I studied the shallows as I walked over the sandy pasture into the far corner of the little pocket and could see a subtle dropoff running adjacent to the shore. A gut ran down the middle of the cove within a cove and played out at the mouth of the marsh proper. Stealthily, I slid into the water in the southeastern tip of my chosen corner of paradise and began to inch my way forward.

Repeatedly, I cast across the flat, placing my Super Spook within a few feet of emergent grass on the other shoreline and working it back toward the middle where the gut cut a slightly deeper path through soft mud. Alternately, I cast straight down the bank on my side of the pocket, walking the dog down the edge of the gut.

I'd made at least thirty casts among the leaping mullet and mud boils and had just started to actually question whether the whole plan would work when in an instant, my life was once and forever altered. Out of the corner of my eye, I glimpsed a frothy eruption of white salty foam in the vicinity of my steadily moving plug and then came the powerful pull of a fast and heavy fish.
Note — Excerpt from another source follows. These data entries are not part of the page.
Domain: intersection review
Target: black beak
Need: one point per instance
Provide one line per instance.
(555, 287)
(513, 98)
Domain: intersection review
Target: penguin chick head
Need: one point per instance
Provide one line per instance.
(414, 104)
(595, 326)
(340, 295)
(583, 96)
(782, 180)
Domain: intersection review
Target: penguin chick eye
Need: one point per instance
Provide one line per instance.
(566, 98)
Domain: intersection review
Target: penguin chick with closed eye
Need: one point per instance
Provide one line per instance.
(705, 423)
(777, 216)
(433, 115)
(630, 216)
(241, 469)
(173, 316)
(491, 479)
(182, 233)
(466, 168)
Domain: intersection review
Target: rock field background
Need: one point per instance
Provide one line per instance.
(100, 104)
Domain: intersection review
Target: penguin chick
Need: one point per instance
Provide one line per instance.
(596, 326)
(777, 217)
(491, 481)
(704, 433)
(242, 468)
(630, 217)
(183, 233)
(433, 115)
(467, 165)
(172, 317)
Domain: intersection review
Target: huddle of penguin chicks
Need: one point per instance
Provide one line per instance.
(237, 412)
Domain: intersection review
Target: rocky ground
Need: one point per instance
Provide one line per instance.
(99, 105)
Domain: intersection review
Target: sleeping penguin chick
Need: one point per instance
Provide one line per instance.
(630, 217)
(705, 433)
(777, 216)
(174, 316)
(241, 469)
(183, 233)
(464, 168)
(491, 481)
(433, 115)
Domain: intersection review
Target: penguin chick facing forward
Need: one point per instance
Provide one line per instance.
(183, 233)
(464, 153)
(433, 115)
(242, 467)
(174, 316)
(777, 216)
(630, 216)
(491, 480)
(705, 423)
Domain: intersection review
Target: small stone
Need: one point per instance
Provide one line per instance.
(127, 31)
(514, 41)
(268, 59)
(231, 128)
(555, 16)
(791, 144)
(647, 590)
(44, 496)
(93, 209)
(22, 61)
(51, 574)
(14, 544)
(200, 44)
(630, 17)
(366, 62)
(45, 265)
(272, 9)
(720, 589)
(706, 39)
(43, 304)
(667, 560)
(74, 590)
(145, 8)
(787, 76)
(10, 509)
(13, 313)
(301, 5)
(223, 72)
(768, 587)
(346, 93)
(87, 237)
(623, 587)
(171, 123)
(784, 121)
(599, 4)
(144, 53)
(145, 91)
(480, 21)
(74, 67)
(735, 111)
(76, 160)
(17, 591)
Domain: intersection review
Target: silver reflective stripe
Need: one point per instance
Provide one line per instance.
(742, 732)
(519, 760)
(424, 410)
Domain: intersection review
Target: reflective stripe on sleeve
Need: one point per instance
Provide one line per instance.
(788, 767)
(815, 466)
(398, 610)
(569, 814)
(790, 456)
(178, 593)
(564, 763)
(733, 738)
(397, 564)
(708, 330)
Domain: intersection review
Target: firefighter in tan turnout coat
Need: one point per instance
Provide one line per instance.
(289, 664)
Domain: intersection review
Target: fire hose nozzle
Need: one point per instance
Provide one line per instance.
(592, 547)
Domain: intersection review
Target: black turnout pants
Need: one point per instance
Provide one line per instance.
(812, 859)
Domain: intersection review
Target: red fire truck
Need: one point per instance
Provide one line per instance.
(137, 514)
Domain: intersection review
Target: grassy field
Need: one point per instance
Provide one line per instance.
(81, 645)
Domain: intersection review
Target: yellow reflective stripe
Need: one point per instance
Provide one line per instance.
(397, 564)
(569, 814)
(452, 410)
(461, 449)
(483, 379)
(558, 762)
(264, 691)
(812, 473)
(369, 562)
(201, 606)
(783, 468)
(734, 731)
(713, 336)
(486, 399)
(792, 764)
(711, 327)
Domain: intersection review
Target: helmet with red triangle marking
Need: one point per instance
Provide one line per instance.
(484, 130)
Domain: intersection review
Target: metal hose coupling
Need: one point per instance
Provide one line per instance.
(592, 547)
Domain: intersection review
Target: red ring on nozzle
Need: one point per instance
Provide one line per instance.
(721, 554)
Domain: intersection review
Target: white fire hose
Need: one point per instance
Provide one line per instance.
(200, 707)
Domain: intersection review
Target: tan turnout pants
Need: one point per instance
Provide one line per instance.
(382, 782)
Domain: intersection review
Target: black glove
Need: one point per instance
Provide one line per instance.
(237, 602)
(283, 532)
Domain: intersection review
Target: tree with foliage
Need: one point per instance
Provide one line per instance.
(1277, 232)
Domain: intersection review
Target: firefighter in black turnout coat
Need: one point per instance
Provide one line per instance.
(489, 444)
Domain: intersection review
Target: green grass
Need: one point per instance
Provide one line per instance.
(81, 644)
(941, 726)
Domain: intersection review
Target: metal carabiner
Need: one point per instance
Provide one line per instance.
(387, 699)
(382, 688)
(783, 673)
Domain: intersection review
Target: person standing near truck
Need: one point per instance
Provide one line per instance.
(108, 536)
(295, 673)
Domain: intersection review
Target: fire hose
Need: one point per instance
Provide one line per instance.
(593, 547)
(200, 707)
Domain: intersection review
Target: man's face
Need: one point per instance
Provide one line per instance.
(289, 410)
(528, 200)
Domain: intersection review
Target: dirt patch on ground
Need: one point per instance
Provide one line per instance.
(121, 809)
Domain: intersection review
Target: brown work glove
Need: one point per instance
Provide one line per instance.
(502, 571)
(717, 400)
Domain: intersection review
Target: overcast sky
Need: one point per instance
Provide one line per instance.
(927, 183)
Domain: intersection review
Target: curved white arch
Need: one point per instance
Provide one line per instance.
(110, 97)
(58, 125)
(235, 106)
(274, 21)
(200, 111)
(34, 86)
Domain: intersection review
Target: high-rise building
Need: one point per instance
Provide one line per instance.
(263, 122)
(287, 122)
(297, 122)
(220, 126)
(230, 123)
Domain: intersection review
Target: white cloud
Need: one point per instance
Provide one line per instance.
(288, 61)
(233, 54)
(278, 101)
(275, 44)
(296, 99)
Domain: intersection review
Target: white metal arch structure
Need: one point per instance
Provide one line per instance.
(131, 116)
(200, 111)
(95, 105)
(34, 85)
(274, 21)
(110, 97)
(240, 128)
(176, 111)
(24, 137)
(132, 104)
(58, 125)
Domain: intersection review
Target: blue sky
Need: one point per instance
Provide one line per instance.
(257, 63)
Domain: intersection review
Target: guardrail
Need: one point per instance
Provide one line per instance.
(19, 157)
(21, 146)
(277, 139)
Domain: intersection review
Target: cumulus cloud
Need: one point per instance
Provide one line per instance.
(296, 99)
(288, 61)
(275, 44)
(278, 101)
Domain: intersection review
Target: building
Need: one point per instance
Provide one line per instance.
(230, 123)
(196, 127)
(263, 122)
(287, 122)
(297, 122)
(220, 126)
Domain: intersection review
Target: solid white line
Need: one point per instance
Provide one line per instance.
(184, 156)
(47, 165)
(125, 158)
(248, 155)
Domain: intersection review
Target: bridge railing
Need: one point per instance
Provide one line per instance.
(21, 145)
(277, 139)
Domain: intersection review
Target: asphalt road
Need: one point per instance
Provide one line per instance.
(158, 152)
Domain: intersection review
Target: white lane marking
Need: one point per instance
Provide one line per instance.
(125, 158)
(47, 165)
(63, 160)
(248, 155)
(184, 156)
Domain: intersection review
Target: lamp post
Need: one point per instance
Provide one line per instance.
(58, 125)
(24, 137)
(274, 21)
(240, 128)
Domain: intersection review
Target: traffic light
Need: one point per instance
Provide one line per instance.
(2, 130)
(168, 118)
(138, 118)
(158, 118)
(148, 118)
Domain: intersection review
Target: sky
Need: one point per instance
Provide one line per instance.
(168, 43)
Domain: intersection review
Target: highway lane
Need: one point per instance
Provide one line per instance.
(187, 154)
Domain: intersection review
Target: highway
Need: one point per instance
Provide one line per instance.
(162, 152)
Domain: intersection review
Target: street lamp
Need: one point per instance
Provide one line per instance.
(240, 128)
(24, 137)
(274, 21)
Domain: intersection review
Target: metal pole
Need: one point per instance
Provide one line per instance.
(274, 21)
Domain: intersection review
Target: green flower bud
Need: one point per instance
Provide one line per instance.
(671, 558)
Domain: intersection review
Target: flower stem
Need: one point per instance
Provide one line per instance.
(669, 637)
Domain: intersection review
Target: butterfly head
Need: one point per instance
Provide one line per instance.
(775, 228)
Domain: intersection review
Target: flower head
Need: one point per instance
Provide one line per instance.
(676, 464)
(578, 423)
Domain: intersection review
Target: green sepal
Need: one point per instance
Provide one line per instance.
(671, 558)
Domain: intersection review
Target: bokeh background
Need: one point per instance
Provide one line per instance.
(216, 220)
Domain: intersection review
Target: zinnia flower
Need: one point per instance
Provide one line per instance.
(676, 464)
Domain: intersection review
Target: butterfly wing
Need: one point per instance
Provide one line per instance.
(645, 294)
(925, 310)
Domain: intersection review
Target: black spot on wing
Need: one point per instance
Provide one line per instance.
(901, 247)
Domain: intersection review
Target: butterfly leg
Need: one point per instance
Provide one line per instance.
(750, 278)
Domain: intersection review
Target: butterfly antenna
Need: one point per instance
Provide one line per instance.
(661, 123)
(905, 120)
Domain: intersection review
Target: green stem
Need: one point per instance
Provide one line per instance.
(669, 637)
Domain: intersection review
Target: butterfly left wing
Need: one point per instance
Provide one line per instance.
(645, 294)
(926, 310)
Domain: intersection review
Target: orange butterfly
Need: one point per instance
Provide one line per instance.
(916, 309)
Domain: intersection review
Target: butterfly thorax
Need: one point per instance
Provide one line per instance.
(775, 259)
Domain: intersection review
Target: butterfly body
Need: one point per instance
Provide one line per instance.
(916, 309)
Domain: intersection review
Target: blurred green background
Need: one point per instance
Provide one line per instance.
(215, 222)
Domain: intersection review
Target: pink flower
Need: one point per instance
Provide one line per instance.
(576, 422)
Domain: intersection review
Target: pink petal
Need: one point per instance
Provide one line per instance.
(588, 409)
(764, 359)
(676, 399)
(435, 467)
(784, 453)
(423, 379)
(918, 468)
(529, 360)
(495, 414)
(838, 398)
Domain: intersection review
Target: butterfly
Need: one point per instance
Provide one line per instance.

At first, I was sure I had a redfish on, given how hard the fish was pulling and the fact that she didn't come out dancing with her head shaking in disgust at the turn of events unfolding under the sun on a warm winter afternoon. But as I pulled the fish closer, I could see her regal, silver silhouette just under the surface of the trout-green shallows, and I let out a shriek of delight that seemed to mute the noisy onshore wind. I swear that old fish looked more like a king mackerel than a trout to me; I'd never witnessed a prize like that in skinny water at such close range.

I coaxed her over and reached out to grab her, but she wasn't done putting up a fight, to say the least. On a short line and against more drag pressure than I would ever apply now, she shook and flopped around violently near my knees, splashing water in my face and sending a surge of adrenaline through my core. Eventually, she rolled on her side and I managed to get my hand around her fat, dappled shoulder, marveling at how pleasantly she stretched and filled the palm of my hand and at the majesty of the colors mixing in reflection on her back and sides.

I raised my captive triumphantly to show my neighbor who sat watching from what seemed a half a world away. He gave me the thumbs up, but did not immediately climb over the gunwale to join me in my private corner of the bay.

I will report the facts as they were; I strung and killed my first twenty eight inch trout that day. The desire to show her off to family and friends overwhelmed any thought I might have had of releasing her to live again. I also caught another beauty of about twenty six inches after convincing Richard to walk over and join me. We chuckled and shared a high five over that second fish, which ate my Super Spook within a few feet of where the first one had.  Rich seemed confused when I bent over to release her.

"You're going to let it go?" he asked, and I looked up smiling, nodding in affirmation.

"Should have let the first one go too," I said. "It makes me kind of sad to see how her color's all faded now that she's dead."

More than any other fishing experience I've ever had, that day clarified what I love most and sent me on a long journey that has not yet reached an end. The first of many memorable February encounters I've had with trophy trout, that outing fueled my desire to dance with the big girls like none before or since.

I learned that it's possible to combine confidence with fishing intelligence and make a dream come true. I also realized that the best of these dreams ends after I've had my way with the right rare fish and held her loosely in my hand, but not in a death grip. I began then to appreciate the sweet relief of catch and release.